Non conoscendo il cinema italiano recente ho dovuto vedere per il casting molti film e mi hanno
subito colpito questi tre attori. Il rapporto poi è stato molto normale: ho inviato ai loro agenti la
sceneggiatura e le cose che avevo fatto, ci siamo incontrati, conosciuti e da lì è nata la voglia di
confrontarsi con questo film.
“La cosa brutta è che in famiglia ci si perdona sempre tutto”. Da questa frase, detta da uno dei
personaggi, nasce il desiderio di fare chiarezza tra gli scatoloni nascosti in cantina. È da qui
che nasce l’idea del film?
Esattamente dalla frase che lei ha citato, è una frase vera pronunciata da mia sorella durante un
Natale, l’elemento scatenante di questo film. Grazie a quel “pungolo” si è creata una crepa nelle cose
accumulate dentro da anni e, come una diga che straripa, in meno di un mese la sceneggiatura era
pronta.
Come è avvenuto l’incontro con il produttore Louis Nero?
Con Louis ci siamo incontrati a Torino dopo che il film era uscito come esperimento in una sala della
città lo stesso giorno in cui usciva il suo film Hans. Lui è fondamentalmente un regista e credo che
questo importantissimo punto di partenza sia stata la base del legame. Non mi trovavo di fronte un
affarista del cinema, ma qualcuno armato di ramponi e piccozza con la voglia di rompere e scalare il
ghiaccio di questo colossale immobile iceberg che è la distribuzione indipendente.
È interessante il lavoro svolto con i suoi attori? Ce lo può spiegare in breve?
Due mesi di preparazione sul personaggio, non di prove (ci tengo a sottolineare) sono stati
un’esperienza molto intensa sia dal punto di vista umano che professionale.
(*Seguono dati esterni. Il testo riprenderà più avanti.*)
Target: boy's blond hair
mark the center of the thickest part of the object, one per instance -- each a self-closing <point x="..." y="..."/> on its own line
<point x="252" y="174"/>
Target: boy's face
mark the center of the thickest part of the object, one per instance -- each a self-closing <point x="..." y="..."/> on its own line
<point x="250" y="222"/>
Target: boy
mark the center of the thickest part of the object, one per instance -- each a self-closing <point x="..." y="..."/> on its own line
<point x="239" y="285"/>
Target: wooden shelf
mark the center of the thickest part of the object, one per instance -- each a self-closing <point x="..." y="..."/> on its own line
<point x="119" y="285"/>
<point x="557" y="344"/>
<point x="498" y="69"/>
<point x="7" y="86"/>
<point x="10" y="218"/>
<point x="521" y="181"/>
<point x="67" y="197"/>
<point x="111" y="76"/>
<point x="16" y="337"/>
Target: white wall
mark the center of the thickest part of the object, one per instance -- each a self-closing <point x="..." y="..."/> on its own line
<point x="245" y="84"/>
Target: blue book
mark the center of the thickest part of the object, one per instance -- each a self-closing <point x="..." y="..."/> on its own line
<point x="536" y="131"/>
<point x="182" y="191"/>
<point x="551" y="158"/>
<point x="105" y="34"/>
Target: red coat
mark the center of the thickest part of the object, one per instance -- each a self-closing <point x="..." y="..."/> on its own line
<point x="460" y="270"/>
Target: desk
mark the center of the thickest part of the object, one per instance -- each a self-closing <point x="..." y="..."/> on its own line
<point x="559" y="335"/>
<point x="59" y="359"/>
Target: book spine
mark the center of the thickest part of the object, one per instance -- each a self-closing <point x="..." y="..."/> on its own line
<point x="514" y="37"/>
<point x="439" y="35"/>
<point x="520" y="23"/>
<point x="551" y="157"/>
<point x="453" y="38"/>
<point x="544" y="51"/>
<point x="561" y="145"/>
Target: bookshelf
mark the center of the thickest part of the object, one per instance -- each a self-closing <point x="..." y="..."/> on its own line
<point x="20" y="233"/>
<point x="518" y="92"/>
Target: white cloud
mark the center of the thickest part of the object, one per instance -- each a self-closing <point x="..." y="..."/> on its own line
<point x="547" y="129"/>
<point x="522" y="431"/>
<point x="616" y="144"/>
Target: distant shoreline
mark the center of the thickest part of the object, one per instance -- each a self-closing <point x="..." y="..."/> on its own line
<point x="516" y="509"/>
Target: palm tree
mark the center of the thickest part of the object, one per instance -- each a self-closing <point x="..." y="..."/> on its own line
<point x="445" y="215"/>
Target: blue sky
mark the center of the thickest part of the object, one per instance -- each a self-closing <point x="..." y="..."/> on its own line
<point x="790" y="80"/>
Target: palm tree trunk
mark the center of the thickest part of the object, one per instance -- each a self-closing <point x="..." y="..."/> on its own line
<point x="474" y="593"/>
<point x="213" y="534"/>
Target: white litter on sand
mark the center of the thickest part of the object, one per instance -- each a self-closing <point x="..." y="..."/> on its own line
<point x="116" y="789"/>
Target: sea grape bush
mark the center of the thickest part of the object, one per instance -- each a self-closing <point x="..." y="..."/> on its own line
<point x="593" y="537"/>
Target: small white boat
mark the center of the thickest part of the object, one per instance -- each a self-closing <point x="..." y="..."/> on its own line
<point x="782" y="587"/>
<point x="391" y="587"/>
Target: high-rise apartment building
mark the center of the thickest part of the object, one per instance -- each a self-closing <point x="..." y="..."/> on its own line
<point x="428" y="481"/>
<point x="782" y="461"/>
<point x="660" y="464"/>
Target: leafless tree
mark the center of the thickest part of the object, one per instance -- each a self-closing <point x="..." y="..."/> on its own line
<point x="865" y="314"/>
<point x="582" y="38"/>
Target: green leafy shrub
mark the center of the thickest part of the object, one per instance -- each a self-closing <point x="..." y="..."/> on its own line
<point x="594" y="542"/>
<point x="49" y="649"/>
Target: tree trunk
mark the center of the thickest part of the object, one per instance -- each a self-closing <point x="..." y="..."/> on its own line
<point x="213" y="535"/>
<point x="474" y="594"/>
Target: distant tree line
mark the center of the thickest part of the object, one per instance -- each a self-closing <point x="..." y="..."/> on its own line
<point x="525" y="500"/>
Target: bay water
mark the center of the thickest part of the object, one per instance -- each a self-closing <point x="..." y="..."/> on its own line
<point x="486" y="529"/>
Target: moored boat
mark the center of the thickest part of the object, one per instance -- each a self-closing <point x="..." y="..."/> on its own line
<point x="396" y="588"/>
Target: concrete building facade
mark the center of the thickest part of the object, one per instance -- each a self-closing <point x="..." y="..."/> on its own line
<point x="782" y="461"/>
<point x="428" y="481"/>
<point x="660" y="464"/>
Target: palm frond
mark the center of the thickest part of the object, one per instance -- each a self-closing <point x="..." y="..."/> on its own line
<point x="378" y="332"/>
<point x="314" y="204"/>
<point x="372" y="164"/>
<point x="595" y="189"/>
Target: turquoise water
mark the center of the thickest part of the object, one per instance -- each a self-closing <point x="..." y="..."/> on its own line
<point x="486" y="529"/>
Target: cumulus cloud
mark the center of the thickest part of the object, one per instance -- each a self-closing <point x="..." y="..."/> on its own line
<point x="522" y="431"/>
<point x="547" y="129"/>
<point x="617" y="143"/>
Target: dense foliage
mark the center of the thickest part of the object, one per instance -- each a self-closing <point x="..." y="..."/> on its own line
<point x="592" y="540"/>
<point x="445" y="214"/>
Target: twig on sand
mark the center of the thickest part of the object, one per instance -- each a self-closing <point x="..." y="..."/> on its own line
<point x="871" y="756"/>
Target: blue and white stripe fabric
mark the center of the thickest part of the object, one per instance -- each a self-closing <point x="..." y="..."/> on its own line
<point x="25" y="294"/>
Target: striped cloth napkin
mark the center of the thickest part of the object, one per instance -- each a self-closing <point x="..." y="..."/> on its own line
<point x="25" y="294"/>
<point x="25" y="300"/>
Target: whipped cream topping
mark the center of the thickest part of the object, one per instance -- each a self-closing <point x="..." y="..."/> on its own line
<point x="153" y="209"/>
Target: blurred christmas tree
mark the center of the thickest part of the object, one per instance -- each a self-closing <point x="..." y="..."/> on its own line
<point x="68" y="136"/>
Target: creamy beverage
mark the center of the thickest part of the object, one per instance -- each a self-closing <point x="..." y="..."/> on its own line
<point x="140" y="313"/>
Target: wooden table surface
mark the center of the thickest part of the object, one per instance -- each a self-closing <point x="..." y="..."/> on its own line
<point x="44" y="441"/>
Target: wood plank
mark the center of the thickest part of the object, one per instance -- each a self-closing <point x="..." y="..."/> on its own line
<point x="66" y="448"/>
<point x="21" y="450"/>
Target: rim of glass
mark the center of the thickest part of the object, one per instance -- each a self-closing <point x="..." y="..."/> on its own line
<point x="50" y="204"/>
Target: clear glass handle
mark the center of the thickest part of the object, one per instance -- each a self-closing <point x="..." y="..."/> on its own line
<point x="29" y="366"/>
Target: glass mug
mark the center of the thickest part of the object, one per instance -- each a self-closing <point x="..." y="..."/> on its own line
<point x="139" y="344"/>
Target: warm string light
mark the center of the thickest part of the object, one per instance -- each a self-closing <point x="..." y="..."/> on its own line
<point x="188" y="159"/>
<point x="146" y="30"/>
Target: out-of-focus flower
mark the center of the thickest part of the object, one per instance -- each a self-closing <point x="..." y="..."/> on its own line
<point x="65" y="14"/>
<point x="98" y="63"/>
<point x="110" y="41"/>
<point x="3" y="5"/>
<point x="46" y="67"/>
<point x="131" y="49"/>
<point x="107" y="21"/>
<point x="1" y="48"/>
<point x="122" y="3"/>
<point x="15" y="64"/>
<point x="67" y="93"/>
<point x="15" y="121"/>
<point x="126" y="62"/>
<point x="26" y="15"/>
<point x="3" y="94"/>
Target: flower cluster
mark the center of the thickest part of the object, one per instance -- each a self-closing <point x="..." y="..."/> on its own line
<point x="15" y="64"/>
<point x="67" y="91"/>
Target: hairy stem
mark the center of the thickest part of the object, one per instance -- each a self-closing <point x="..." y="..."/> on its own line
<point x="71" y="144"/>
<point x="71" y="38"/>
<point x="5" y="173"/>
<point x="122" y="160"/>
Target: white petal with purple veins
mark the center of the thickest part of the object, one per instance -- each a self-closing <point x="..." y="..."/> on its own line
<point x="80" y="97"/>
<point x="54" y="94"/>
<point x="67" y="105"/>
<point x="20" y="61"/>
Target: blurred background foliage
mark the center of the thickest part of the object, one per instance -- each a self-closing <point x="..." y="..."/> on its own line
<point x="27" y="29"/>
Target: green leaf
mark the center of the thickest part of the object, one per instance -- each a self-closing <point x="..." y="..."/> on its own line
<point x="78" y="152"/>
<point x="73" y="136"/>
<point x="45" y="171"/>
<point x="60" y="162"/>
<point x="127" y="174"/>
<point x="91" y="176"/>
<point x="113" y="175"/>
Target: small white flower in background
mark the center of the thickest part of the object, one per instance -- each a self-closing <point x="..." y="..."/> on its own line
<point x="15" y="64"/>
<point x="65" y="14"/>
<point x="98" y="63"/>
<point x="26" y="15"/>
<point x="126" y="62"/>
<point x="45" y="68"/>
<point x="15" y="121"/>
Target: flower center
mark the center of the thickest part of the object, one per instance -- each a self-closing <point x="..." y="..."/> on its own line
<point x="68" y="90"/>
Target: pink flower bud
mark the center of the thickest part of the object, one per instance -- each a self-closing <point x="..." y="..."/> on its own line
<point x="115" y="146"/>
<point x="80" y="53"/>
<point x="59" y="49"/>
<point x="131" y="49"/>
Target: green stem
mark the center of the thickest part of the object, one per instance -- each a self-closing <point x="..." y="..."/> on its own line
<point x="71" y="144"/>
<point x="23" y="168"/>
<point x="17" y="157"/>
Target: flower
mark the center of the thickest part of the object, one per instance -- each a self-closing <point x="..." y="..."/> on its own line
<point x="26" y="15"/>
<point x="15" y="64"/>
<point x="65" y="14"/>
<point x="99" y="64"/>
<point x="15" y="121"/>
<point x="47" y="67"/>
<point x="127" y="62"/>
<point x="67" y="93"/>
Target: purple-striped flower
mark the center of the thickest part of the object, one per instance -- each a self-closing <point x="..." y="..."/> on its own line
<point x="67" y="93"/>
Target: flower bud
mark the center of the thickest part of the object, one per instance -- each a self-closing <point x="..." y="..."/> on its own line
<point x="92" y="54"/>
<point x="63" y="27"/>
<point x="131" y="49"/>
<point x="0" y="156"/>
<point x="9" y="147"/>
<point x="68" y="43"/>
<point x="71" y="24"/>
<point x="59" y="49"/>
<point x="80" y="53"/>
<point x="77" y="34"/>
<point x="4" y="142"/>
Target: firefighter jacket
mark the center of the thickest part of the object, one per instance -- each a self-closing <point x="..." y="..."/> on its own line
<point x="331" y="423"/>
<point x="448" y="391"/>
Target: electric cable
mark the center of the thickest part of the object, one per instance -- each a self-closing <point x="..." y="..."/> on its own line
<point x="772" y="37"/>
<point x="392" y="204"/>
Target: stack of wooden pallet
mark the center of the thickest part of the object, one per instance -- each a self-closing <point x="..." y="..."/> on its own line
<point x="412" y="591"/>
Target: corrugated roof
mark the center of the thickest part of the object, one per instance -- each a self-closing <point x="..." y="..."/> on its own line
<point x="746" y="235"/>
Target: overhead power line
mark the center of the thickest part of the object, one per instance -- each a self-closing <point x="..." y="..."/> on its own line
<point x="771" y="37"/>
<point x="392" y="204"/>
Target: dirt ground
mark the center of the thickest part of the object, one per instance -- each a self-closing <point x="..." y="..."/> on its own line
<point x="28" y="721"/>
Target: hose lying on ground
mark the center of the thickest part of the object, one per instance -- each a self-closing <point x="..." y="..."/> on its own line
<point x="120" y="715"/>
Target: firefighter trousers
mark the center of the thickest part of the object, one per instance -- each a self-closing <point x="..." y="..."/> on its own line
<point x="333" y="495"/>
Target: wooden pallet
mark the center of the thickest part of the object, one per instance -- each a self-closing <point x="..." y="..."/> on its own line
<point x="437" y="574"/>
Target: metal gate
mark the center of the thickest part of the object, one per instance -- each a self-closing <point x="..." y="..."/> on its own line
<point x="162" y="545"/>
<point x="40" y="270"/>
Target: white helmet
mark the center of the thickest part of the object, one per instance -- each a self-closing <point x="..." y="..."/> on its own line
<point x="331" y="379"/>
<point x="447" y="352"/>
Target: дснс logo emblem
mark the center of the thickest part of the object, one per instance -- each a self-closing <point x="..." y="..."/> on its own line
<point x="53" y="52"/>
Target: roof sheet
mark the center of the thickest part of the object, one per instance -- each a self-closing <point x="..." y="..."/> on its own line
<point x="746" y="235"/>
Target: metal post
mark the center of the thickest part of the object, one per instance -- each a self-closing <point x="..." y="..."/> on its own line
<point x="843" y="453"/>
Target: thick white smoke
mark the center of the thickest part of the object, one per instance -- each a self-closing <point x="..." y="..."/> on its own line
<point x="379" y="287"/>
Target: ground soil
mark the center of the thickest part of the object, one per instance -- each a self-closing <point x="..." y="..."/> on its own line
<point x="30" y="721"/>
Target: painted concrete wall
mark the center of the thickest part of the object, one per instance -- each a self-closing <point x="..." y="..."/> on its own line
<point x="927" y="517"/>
Abbiamo iniziato con le
catacombe di s. Callisto a Roma (ovvio immaginare il perché) sino a giungere alla convivenza nello
stesso appartamento durante le riprese.
Per questo credo che chi ha fatto il film ed è “sopravvissuto” si possa considerare un vero reduce al
pari degli spettatori che lo vedono per intero.